Funny side fact: at least in Germany there is a clear distinction between analog an digital copy but also between books and other media. Like the fee fo fee on photocopier, printers etc. is handled by a different organization ("collecting society") than the one on blank CDs, HDs, MP3 players etc.
Now as stated above, the idea was once somehow valid for analog copies. I.e. you were/are explicitly allowed to copy videos and music for friends and family (the famous "mixed tape") since you payed a little fee on the blank cassettes. Initially, this concept was also valid for music CDs but then the media industry began being worried about "lossless" digital copies (e.g. MP3 isn't lossless of course, but digital copies thereof are) and pushed through a copyright act that forbids to make copies of media protected by "effective technical means". So since then the situation is that you are forced to pay a fee for something that the copyright holder deny you by implementing a protection.

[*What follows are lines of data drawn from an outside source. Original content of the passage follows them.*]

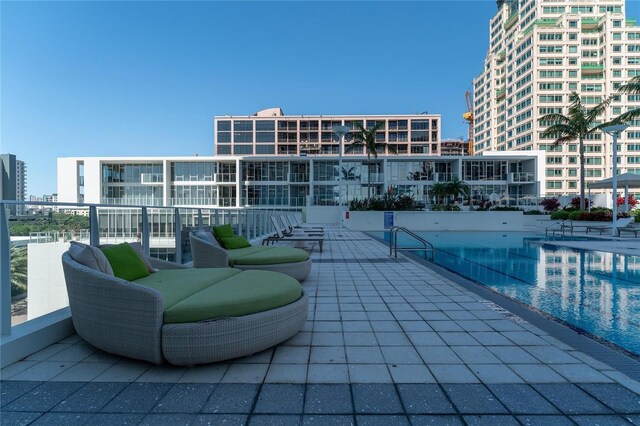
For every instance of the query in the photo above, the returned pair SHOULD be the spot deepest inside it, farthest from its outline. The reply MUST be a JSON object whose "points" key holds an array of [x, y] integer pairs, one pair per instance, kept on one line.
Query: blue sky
{"points": [[147, 78]]}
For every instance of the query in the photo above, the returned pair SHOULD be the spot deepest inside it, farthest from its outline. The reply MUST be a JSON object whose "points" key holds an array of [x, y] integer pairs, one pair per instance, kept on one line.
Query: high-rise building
{"points": [[13, 181], [540, 51], [270, 132]]}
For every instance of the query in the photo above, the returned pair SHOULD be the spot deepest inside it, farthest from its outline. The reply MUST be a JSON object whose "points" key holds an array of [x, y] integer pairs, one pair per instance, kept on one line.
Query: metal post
{"points": [[614, 130], [94, 227], [5, 272], [178, 235], [615, 184], [340, 131], [145, 232]]}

Actually the situation has become even weirder nowadays. Typically most CDs don't have protection (wrong TOC, bad sectors) anymore and e.g. if you buy a CD on Amazon, you get to download the MP3 for free as well. But obviously Amazon is assuming that you are not allowed to copy the MP3s even though you paid your fee on all your HDs, MP3 players and what not. So it embeds a little personalized tracking information in each of your MP3s that is a bit tricky to detect and delete. I guess that would argue that you could create MP3s from your unprotected CD yourself legally correct but are still not allowed to copy their MP3s. But what nonsense is that? How does this help the copyright holder? I guess at some point, everybody lost track of what is allowed and what is not and now everybody assumes that everything is forbidden.

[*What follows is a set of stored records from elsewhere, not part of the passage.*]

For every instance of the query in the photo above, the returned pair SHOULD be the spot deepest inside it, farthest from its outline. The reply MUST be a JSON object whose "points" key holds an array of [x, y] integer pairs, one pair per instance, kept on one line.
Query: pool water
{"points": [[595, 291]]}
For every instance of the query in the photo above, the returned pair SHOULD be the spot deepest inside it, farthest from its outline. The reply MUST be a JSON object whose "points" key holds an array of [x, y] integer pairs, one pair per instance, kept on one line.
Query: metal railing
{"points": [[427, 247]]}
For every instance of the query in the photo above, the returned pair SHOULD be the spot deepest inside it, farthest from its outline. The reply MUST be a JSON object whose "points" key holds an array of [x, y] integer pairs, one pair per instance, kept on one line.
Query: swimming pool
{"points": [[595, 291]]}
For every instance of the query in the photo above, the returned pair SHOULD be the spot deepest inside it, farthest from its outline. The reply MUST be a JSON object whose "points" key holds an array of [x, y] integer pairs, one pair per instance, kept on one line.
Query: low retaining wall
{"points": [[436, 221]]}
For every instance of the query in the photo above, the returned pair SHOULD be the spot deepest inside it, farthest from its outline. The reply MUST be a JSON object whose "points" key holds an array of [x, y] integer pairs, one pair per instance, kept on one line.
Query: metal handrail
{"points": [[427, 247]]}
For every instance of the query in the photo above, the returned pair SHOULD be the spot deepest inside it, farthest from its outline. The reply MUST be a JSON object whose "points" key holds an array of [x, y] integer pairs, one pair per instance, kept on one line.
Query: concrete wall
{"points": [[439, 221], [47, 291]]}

As a side note: while I could understand the fee for music/video media at least while it was not forbidden by other means, I never understood the fee for printers, scanners and copiers. I mean, nobody ever copied a normal (belletristic) book in western Europe (and scientific/educational use was always handled differently). I know that was a thing in parts of the Soviet Union in the 80s but never in (West) Germany where we had to (and still have to) pay these fees. There was (is?) even a regulation that decreasing the speed of a scanner would decrease the fee to pay for it. So most scanners worked slowed in Germany. But who ever used a scanner to commit any commercially relevant copyright violation? This whole concept was and is just totally insane.
The craziest part though is the algorithm used to distribute the money to the copyright holders as it's not like anybody would get any relevant amount of money back. Indeed, most surprisingly, I was very surprised to get back a very humble amount myself since I somehow got into their system as author for publishing my thesis. It was a ridiculous sum of maybe 0,50€ (was still the time of German Marks I guess) but it shows that something is terribly wrong as my thesis was published on microfiche by a small scientific publisher (just to push the number of publications for my supervisor) and I doubt anybody ever bought it let alone copied it.